Che discorsi inutili, sospirò tra se il comandante Antonino Carbo, la vita era semplicemente un gioco tra i tanti con cui gli dei decidevano di trastullarsi, divertendosi a far soffrire gli uomini, ingannandoli, distruggendoli attraverso il dolore o la vecchiaia.
Mentre il cavallo lo conduceva placido tra sassi e cadaveri, si accorse di desiderare ardentemente di non invecchiare mai “meglio morire subito, adesso…” e sconsideratamente chiuse gli occhi quasi sperando che qualcuno gli staccasse la testa dal corpo con una daga: finalmente la fine.

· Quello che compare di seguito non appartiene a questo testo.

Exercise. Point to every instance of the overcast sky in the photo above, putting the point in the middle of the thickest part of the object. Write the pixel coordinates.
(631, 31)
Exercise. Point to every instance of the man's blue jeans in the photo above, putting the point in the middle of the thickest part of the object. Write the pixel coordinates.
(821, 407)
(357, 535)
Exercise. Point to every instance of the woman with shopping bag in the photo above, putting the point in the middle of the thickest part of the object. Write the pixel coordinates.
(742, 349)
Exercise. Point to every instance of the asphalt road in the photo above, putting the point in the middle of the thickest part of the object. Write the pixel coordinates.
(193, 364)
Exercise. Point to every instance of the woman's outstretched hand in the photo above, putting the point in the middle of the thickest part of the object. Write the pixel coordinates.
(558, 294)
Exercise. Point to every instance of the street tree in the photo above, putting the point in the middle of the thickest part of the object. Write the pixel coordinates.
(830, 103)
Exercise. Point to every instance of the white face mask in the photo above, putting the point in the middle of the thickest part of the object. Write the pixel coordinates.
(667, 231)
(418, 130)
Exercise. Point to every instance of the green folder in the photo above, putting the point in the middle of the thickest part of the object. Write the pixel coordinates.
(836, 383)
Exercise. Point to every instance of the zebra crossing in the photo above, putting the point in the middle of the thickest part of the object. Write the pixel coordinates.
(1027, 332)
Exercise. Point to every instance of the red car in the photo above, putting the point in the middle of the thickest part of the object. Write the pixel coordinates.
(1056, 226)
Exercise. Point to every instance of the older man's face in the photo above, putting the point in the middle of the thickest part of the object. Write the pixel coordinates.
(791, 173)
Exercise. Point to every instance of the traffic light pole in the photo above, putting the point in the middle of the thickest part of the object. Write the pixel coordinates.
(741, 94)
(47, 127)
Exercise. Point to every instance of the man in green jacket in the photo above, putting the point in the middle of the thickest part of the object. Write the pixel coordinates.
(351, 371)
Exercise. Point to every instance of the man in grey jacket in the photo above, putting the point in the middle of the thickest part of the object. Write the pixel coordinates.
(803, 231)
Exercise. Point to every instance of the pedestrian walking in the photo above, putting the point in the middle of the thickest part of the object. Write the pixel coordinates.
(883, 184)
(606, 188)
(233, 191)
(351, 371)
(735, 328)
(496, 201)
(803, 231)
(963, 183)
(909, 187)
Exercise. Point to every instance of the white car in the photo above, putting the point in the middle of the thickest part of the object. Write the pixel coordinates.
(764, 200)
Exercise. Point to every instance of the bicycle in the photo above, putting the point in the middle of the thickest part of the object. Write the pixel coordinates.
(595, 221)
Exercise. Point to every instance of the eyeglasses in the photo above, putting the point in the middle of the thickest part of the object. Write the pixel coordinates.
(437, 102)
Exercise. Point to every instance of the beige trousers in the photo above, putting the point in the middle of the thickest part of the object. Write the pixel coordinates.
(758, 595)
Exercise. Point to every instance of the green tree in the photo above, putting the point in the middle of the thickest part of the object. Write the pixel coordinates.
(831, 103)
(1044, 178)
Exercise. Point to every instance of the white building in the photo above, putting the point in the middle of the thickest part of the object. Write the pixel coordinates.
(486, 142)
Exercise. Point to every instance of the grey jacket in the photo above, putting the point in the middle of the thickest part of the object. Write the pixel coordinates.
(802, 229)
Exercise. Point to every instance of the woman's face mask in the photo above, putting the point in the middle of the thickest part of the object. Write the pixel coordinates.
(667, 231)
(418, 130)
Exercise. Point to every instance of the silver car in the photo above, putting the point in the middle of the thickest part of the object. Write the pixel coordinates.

Non si andava nel regno di Ade dopo la morte, non c’era nessuna vita dopo la vita ma solo il buio e l’oblio.
Una risata gli fece tirare le redini scoordinando il cavallo che nitrì.

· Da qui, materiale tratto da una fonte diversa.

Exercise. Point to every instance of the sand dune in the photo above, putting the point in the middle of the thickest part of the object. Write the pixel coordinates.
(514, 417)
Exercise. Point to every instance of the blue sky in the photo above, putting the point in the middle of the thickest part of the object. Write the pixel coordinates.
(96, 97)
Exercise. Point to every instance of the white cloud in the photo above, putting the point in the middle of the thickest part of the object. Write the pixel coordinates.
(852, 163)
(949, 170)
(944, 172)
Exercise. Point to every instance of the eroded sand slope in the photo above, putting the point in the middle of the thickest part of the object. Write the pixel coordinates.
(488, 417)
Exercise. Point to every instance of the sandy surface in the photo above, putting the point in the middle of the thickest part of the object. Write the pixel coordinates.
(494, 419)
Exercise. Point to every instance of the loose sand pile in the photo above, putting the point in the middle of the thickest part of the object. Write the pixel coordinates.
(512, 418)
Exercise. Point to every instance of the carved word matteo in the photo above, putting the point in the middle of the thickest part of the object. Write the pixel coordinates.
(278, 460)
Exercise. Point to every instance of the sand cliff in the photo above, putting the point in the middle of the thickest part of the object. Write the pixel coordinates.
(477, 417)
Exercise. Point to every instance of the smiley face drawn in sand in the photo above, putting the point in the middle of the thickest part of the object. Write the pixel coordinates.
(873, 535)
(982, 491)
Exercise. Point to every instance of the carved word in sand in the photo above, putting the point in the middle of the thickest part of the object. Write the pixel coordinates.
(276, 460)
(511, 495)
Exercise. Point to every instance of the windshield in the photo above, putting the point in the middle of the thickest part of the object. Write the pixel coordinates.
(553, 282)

La daga la sfoderò lui, il corpo già pronto alla difesa.
“Chi ride, chi sei?”
Il sole si trovava già sulla linea dell’orizzonte, un sole freddo tipico della terra dei Bagaudi gli sciocchi ribelli appena sconfitti.
“Assurdo” pensò tra se, la metà era morta in battaglia e lui ci stava camminando sopra mentre le donne e i bambini erano già diventati schiavi.
“Chi sei?” La sua voce tuonò in mezzo alla campagna gelida, mossa da bave di vento.